Warcraft 3 - Furion Stormrage
Opowiadanie słuszna wojna - Malfurion Burzogniewny
World of Warcraft - Malfurion Stormrage
Good job Blizzard!
PS. Wybaczcie, że posty są emocjonalne. Pewne tłumaczenia byłem w stanie jeszcze zaakceptować, ale ręce idą się załamać, jak z każdą kolejną zawartością w HS'ie, czy każdą kolejną książką z uniwersum Warcrafta, tłumacze robią sobie zwyczajna samowolkę. Sięgam po książkę, w której bohater nazywa się inaczej niż w grze, na podstawie której jest ona pisana, tak samo inaczej nazywany jest w innych grach/opowiadaniach z tego uniwersum. Co raz mniej się to trzyma kupy i co raz bardziej ta "polska wersja językowa" przypomina burdel.
Honor heroes, no matter how dire the battle - Never forsake it.

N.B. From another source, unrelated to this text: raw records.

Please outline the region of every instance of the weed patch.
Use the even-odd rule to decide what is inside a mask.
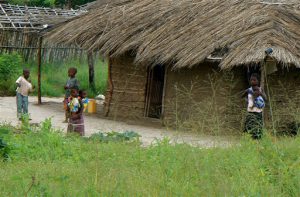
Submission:
[[[123,140],[134,132],[65,136],[50,120],[0,131],[10,147],[0,162],[0,196],[300,195],[299,137],[245,136],[211,149],[163,139],[145,148]]]

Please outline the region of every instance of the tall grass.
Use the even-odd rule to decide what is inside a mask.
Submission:
[[[299,137],[200,149],[64,137],[49,121],[0,133],[0,196],[300,196]]]
[[[37,87],[37,65],[31,62],[26,65],[31,70],[31,79]],[[89,87],[89,72],[87,61],[71,60],[62,63],[44,63],[41,71],[41,91],[43,96],[58,97],[64,95],[64,86],[68,80],[68,69],[70,67],[77,68],[76,78],[80,82],[80,89],[88,91],[89,97],[97,94],[104,94],[107,82],[107,64],[101,60],[95,62],[95,86],[94,92]],[[35,92],[37,94],[37,92]]]
[[[294,75],[298,77],[297,74]],[[263,112],[264,127],[273,135],[296,135],[300,132],[298,83],[292,75],[285,80],[281,77],[269,76],[268,88],[265,84],[268,98]],[[200,134],[241,134],[247,100],[242,98],[243,81],[239,78],[234,72],[212,72],[206,79],[192,78],[190,83],[175,84],[170,91],[174,97],[166,102],[165,125]]]
[[[298,73],[296,73],[298,74]],[[270,86],[269,103],[272,106],[272,114],[266,113],[266,116],[272,121],[268,122],[268,127],[274,126],[273,132],[282,133],[300,133],[300,91],[297,89],[297,83],[278,80]],[[286,88],[288,87],[288,88]]]
[[[207,79],[195,78],[190,84],[175,84],[174,98],[167,101],[171,115],[165,125],[180,131],[213,135],[233,134],[242,130],[237,121],[245,114],[233,72],[213,72]]]

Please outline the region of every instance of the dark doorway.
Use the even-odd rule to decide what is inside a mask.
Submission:
[[[250,82],[250,77],[253,73],[256,73],[259,76],[259,81],[260,81],[260,65],[255,65],[247,68],[247,83],[249,85]]]
[[[157,65],[148,69],[145,116],[161,118],[165,67]]]

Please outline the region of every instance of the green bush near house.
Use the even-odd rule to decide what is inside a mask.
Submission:
[[[15,81],[22,75],[22,58],[17,53],[0,54],[0,95],[14,95]]]

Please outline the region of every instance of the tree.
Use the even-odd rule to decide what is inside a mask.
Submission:
[[[95,0],[55,0],[55,5],[66,8],[76,8],[76,6],[83,5]]]
[[[54,7],[55,5],[55,0],[8,0],[7,2],[15,5],[42,6],[42,7]]]
[[[87,54],[88,66],[89,66],[89,86],[91,90],[95,93],[95,68],[94,68],[94,54],[93,52],[88,52]]]

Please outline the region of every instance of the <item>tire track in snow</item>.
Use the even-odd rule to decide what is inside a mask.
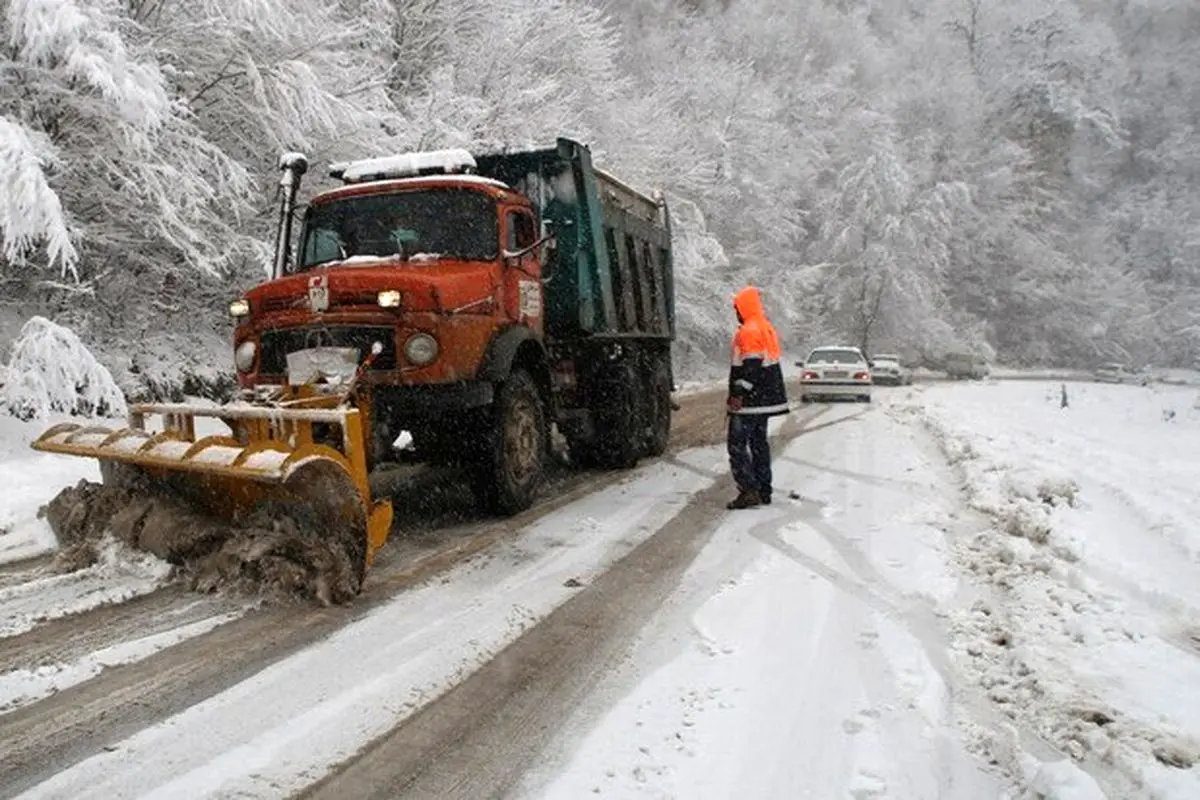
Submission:
[[[878,416],[872,415],[871,419],[876,421]],[[815,427],[810,426],[809,430]],[[862,469],[853,461],[853,444],[847,447],[843,443],[857,442],[860,449],[866,445],[866,449],[870,450],[870,445],[874,443],[872,435],[863,435],[855,430],[860,428],[859,425],[847,427],[851,433],[846,437],[836,434],[821,437],[812,445],[807,443],[808,440],[803,440],[777,454],[776,463],[782,467],[777,470],[777,487],[783,489],[806,481],[803,473],[788,466],[792,461],[790,455],[796,452],[836,454],[841,447],[847,450],[846,455],[851,458],[844,465],[850,469],[836,472],[849,474],[851,470]],[[870,430],[875,431],[876,426],[872,424]],[[883,438],[886,441],[890,436]],[[864,455],[871,456],[872,453],[866,452]],[[817,458],[816,455],[812,457]],[[835,463],[840,461],[833,458],[829,460]],[[886,461],[886,458],[867,459],[866,468],[870,470],[873,464],[883,466]],[[820,464],[815,466],[823,473],[820,483],[825,491],[820,496],[828,496],[829,490],[834,492],[833,496],[837,496],[840,490],[847,496],[839,500],[839,505],[847,509],[859,509],[850,512],[852,517],[842,522],[842,528],[847,528],[847,522],[850,521],[855,528],[875,530],[872,523],[876,521],[886,528],[888,522],[896,519],[895,512],[905,508],[911,495],[912,487],[899,485],[904,483],[902,480],[889,481],[884,487],[890,490],[886,495],[875,491],[864,493],[855,485],[856,482],[828,480],[829,475],[824,473],[834,471],[825,470]],[[897,472],[893,465],[887,466],[889,474]],[[858,476],[859,473],[854,472],[854,475]],[[877,480],[862,483],[871,484],[872,490],[884,486]],[[952,487],[953,481],[947,480],[945,488]],[[931,494],[929,485],[920,488],[925,494]],[[777,494],[785,495],[786,492],[778,491]],[[945,496],[947,494],[937,494],[937,497]],[[879,500],[882,500],[882,509],[873,503]],[[961,740],[952,733],[941,733],[943,725],[953,728],[955,720],[949,687],[937,692],[932,699],[927,690],[919,695],[913,692],[914,686],[945,686],[925,659],[922,643],[916,641],[905,627],[891,622],[877,608],[872,608],[869,602],[864,602],[837,585],[843,576],[847,583],[866,584],[858,580],[831,548],[813,541],[817,537],[811,534],[805,537],[807,531],[802,532],[800,539],[795,537],[797,529],[801,529],[803,518],[820,511],[811,502],[809,500],[805,506],[783,500],[769,509],[748,515],[745,521],[751,523],[749,525],[744,524],[742,519],[730,521],[726,517],[716,538],[689,568],[680,589],[671,595],[667,604],[655,610],[650,624],[639,631],[633,657],[623,659],[603,681],[598,682],[586,700],[572,710],[565,731],[568,735],[556,737],[553,746],[542,753],[532,774],[522,780],[518,793],[513,796],[579,797],[590,796],[590,790],[602,792],[605,796],[615,792],[618,796],[645,794],[683,797],[703,786],[701,775],[711,769],[718,777],[703,793],[715,797],[720,793],[716,788],[721,785],[720,781],[725,780],[726,790],[732,788],[729,785],[731,771],[744,773],[747,765],[739,760],[701,767],[698,764],[702,762],[690,762],[689,758],[700,756],[703,761],[705,755],[728,757],[730,753],[724,747],[736,750],[738,744],[731,741],[723,746],[722,741],[733,736],[740,742],[745,735],[766,737],[767,741],[761,747],[762,760],[754,762],[761,763],[763,769],[753,772],[756,776],[774,776],[761,777],[760,783],[750,790],[751,795],[768,796],[766,786],[772,786],[772,791],[778,796],[790,796],[796,794],[800,787],[807,786],[817,794],[853,795],[860,800],[885,795],[984,796],[972,794],[971,788],[968,788],[979,788],[980,773],[973,760],[964,758]],[[929,538],[936,540],[936,532],[931,524],[928,521],[920,524],[931,534]],[[733,525],[733,528],[729,529],[729,525]],[[783,554],[771,546],[777,541],[773,535],[775,531],[789,526],[792,526],[793,535],[784,543],[790,545],[796,542],[805,553],[813,552],[812,547],[804,541],[807,538],[825,559],[817,564],[817,570],[810,571],[808,564],[789,568],[789,559],[781,557]],[[762,542],[766,537],[771,538],[772,542]],[[759,544],[767,546],[760,547]],[[875,553],[874,548],[872,553]],[[875,555],[878,556],[877,553]],[[830,575],[824,569],[830,564],[840,565],[840,569]],[[823,575],[818,575],[818,572]],[[774,577],[768,580],[767,573]],[[832,580],[820,580],[823,576],[832,577]],[[800,629],[783,622],[787,612],[777,612],[780,600],[768,599],[773,592],[764,588],[764,584],[777,589],[791,589],[799,585],[813,587],[807,590],[815,592],[811,597],[804,595],[812,600],[812,604],[806,603],[806,610],[796,619]],[[730,595],[736,595],[739,599],[731,599]],[[813,639],[811,648],[804,649],[802,659],[794,664],[798,670],[795,674],[803,676],[797,679],[794,689],[776,685],[778,680],[772,684],[771,676],[766,673],[760,676],[762,681],[752,677],[767,667],[759,664],[757,659],[752,665],[746,660],[747,653],[739,652],[741,648],[734,642],[746,644],[753,650],[754,645],[748,642],[766,642],[773,637],[755,628],[761,618],[757,613],[749,613],[749,609],[743,607],[746,603],[765,606],[758,610],[766,612],[768,617],[776,613],[781,615],[780,619],[775,620],[775,636],[797,636],[806,641],[813,636],[819,638],[819,642]],[[879,605],[886,608],[882,603]],[[710,624],[714,626],[713,629],[709,629]],[[734,641],[729,641],[727,637],[734,630],[739,633]],[[874,631],[879,631],[883,636]],[[745,640],[740,638],[743,635]],[[784,649],[791,646],[791,643],[780,644]],[[701,655],[698,656],[700,662],[697,662],[697,653],[693,651],[722,660],[727,657],[732,661],[718,666],[719,662],[704,662],[704,656]],[[772,646],[767,646],[761,655],[769,658],[767,653],[773,651]],[[734,666],[730,666],[731,663]],[[742,666],[737,666],[739,663]],[[821,666],[807,668],[814,664]],[[828,664],[837,667],[827,669],[825,665]],[[780,666],[783,665],[777,665],[771,671]],[[745,675],[742,675],[743,671]],[[739,677],[744,682],[739,683]],[[763,683],[775,686],[775,691],[768,690],[765,694],[755,695]],[[676,716],[676,704],[670,702],[673,699],[671,692],[688,689],[688,697],[707,693],[711,698],[712,692],[717,691],[712,687],[716,686],[721,687],[721,696],[731,704],[726,705],[722,701],[720,708],[742,708],[725,712],[732,716],[721,721],[708,720],[702,724],[691,713],[696,709],[686,702],[690,711]],[[732,696],[729,694],[731,691],[734,693]],[[739,692],[745,692],[745,695]],[[856,693],[861,693],[857,699]],[[801,723],[787,718],[786,712],[772,717],[779,709],[778,703],[771,701],[773,696],[787,698],[786,705],[796,709],[797,716],[803,719],[804,729],[818,732],[813,745],[828,755],[828,758],[825,755],[816,757],[812,764],[818,768],[819,778],[815,774],[808,775],[803,768],[800,771],[795,768],[798,763],[814,761],[811,752],[799,757],[790,756],[774,740],[776,730],[794,734],[795,725]],[[741,702],[731,697],[740,697]],[[681,694],[679,699],[683,698]],[[930,734],[922,718],[907,710],[914,703],[926,711],[925,719],[933,721],[936,717],[945,721],[934,723],[935,733]],[[670,718],[670,721],[664,722],[664,717]],[[613,718],[620,721],[613,722]],[[643,720],[645,728],[642,727]],[[635,723],[636,728],[633,727]],[[698,732],[703,731],[706,725],[707,732]],[[726,725],[732,726],[732,729],[727,729]],[[819,733],[823,728],[829,731],[825,736]],[[801,736],[793,744],[798,745],[803,739]],[[608,757],[589,754],[590,748],[599,746],[606,749],[609,743],[614,752]],[[897,747],[915,756],[916,764],[912,768],[897,769],[896,762],[882,755]],[[703,748],[703,753],[694,752],[693,748]],[[757,752],[760,748],[750,749]],[[755,757],[749,752],[744,754]],[[721,762],[722,759],[717,758],[716,761]],[[788,775],[798,782],[788,783]],[[733,786],[738,783],[738,780],[734,780]],[[685,790],[682,788],[684,786],[689,788]],[[785,786],[788,788],[785,789]]]
[[[83,683],[105,669],[147,658],[182,641],[207,633],[241,616],[232,611],[202,616],[142,636],[120,639],[89,650],[69,662],[42,664],[0,675],[0,715]]]
[[[932,437],[927,432],[922,432],[926,436],[924,449],[933,448],[934,452],[938,452],[936,444],[929,441]],[[824,469],[820,465],[814,466]],[[882,485],[881,479],[875,476],[859,475],[846,470],[836,474],[872,486]],[[892,488],[896,488],[894,484]],[[947,701],[951,709],[960,712],[956,716],[965,716],[968,723],[996,737],[993,743],[995,752],[992,756],[1010,775],[1021,774],[1018,760],[1022,749],[1045,762],[1067,758],[1064,752],[1032,726],[1004,715],[986,692],[976,687],[955,665],[948,648],[948,644],[954,638],[953,631],[945,613],[939,611],[932,599],[920,595],[905,595],[897,589],[845,532],[827,521],[824,514],[825,503],[815,498],[802,497],[801,500],[802,505],[790,510],[785,520],[766,520],[752,529],[752,535],[909,633],[946,687]],[[961,501],[959,505],[961,506]],[[980,527],[979,521],[975,519],[976,515],[970,513],[969,509],[960,508],[960,511],[966,512],[967,521],[962,524],[971,526],[972,530]],[[789,523],[803,524],[820,535],[845,562],[850,574],[829,566],[784,540],[779,530]],[[987,527],[986,523],[984,527]],[[1107,780],[1106,768],[1095,763],[1083,766],[1102,785],[1111,785]]]
[[[34,673],[52,685],[55,691],[80,683],[80,679],[57,680],[56,674],[89,674],[79,665],[89,660],[106,666],[129,663],[187,638],[167,636],[172,631],[187,629],[204,632],[207,620],[229,621],[240,616],[251,603],[235,598],[200,597],[180,586],[169,586],[142,595],[125,603],[104,607],[103,614],[77,614],[60,617],[39,625],[26,633],[4,640],[0,648],[0,687],[6,683],[9,691],[0,689],[0,713],[41,699],[41,694],[25,692],[19,685],[21,675]],[[99,610],[99,609],[97,609]],[[98,622],[103,624],[97,624]],[[124,643],[159,637],[155,644],[140,648],[125,648]],[[98,671],[96,671],[98,672]],[[53,679],[53,680],[52,680]],[[39,681],[31,681],[37,683]]]
[[[789,419],[776,441],[805,428]],[[797,430],[798,429],[798,430]],[[520,780],[567,711],[611,669],[721,524],[723,475],[670,522],[437,701],[301,796],[480,798]]]
[[[48,620],[151,594],[170,573],[165,561],[116,542],[101,550],[98,563],[76,572],[34,570],[28,580],[0,589],[0,641]]]
[[[10,586],[28,583],[31,580],[46,575],[53,561],[54,556],[42,555],[0,564],[0,589],[7,589]]]

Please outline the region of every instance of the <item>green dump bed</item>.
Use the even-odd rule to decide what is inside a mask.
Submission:
[[[671,221],[656,202],[592,165],[585,145],[476,155],[478,172],[533,201],[557,247],[543,269],[553,339],[675,337]]]

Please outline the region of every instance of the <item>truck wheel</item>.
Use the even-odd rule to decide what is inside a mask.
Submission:
[[[546,466],[546,414],[528,372],[516,370],[500,385],[489,427],[478,494],[490,510],[516,514],[533,505]]]
[[[671,439],[671,371],[666,362],[656,361],[650,370],[650,432],[645,453],[657,458],[667,452]]]
[[[637,466],[642,437],[635,422],[641,415],[634,393],[639,386],[637,374],[626,363],[615,365],[602,379],[599,396],[592,406],[596,443],[591,455],[599,466],[609,469]]]

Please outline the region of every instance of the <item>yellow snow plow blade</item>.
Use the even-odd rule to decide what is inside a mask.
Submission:
[[[217,517],[236,519],[271,503],[302,507],[323,535],[347,538],[361,584],[391,530],[392,504],[371,499],[365,415],[328,407],[335,402],[140,404],[127,428],[55,425],[32,447],[98,459],[105,483],[120,479],[114,465],[136,467]],[[161,431],[145,429],[150,415],[162,417]],[[197,439],[199,417],[223,420],[231,435]]]

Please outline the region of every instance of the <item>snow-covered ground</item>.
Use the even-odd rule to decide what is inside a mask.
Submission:
[[[60,773],[34,797],[286,796],[451,688],[711,484],[717,448],[551,514],[329,640]],[[572,581],[574,579],[574,581]],[[136,771],[122,765],[136,763]]]
[[[1200,797],[1200,408],[1194,388],[930,388],[910,413],[994,529],[957,657],[1110,797]]]
[[[50,526],[38,509],[64,486],[100,480],[90,459],[66,459],[29,449],[53,422],[19,422],[0,411],[0,564],[33,558],[55,549]]]
[[[783,499],[727,515],[523,796],[998,796],[939,632],[939,461],[878,410],[778,452]]]
[[[15,585],[0,588],[0,637],[148,594],[171,574],[171,565],[165,561],[111,539],[105,541],[99,556],[95,564],[74,572],[58,574],[37,566],[13,576]]]
[[[777,449],[774,505],[711,519],[515,794],[1200,797],[1197,390],[1067,392],[1064,409],[1057,383],[931,384],[829,409]],[[5,458],[26,480],[39,457]],[[294,793],[587,591],[726,470],[720,447],[648,464],[28,795]],[[75,479],[29,478],[11,518],[33,530],[36,505]],[[92,569],[135,563],[114,552]],[[152,590],[143,566],[92,577]],[[0,713],[240,613],[0,674]]]
[[[1196,392],[1058,388],[796,441],[525,796],[1200,797]]]
[[[232,622],[240,614],[218,614],[196,622],[187,622],[160,633],[128,639],[82,655],[68,663],[42,664],[32,669],[16,669],[0,674],[0,713],[49,697],[55,692],[94,678],[108,667],[132,664],[179,644],[194,636]]]

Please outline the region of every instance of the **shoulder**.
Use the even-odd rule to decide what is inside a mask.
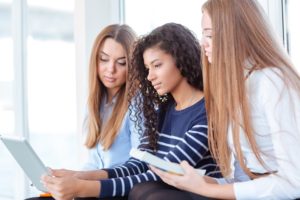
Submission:
[[[198,101],[195,105],[192,106],[192,111],[190,112],[188,118],[192,122],[192,127],[197,127],[199,125],[207,125],[207,114],[204,98],[202,98],[200,101]]]
[[[250,95],[258,98],[280,94],[287,86],[282,72],[276,67],[255,70],[248,78],[247,84]]]
[[[261,70],[255,70],[250,76],[248,82],[255,86],[268,86],[281,88],[284,83],[284,77],[280,69],[276,67],[267,67]]]

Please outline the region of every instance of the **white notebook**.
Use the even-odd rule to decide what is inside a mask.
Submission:
[[[13,138],[1,135],[0,139],[28,178],[32,181],[32,184],[38,190],[47,192],[46,188],[40,182],[40,178],[43,174],[48,173],[48,169],[34,152],[27,140],[24,138]]]
[[[167,171],[169,173],[177,174],[177,175],[183,175],[184,171],[181,168],[181,166],[177,163],[168,162],[164,159],[161,159],[157,156],[152,155],[149,152],[146,151],[140,151],[138,149],[131,149],[130,156],[139,159],[141,161],[144,161],[150,165],[153,165],[154,167],[157,167],[161,170]],[[205,171],[204,169],[196,169],[199,175],[204,175]]]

Po pierwsze, osoba która wykreowała tego bohatera i nazwała go Bwansamdi, nie miała żadnego wpływu na to, że w jakiejś tam polskiej lokacji HS, postać ta zostanie przetłumaczona, tak jak sobie to widzi jakiś tłumacz.
No tak twórcą postaci jest Blizzard, jego team odpowiedzialny za story creating, ten sam Blizzard zlecił przetłumaczenie HS-a na polski i ten sam Blizzard zaakceptował każde tłumaczenie jakie mamy teraz w HS także jakby nie patrzeć to Blizzard, nie Albion są winni Bansmandiemu.
Po drugie żałosne jest to, że tłumaczone są wyrazy, które NIE ISTNIEJĄ w słowniku. Tak samo jak żałosne są osoby, które to popierają.
Również żałosne mogą być osoby które narzekają na to co jest tłumaczone (nie jak jest, tylko że w ogóle śmieli to tłumaczyć) nie znając ani dopuszczalnych, ogólno-przyjętych zasad tłumaczenia, ani założeń fabularnych świata.
Tak, tworzenie neologizmów / tworzenie zlepków słów nieistniejących w słowniku po to by oddać w lokalizacji charakter gry słownej jest całkowicie dopuszczalne, a nawet wskazane - połowa Pottera i prawie cały Świat Dysku się o to opiera (z tych "popularnych" i "uznanych" tłumaczeń).
Ciągle to kwestia jakości tłumaczenia - nikt się przecież nie pluje np o Ślizgonów.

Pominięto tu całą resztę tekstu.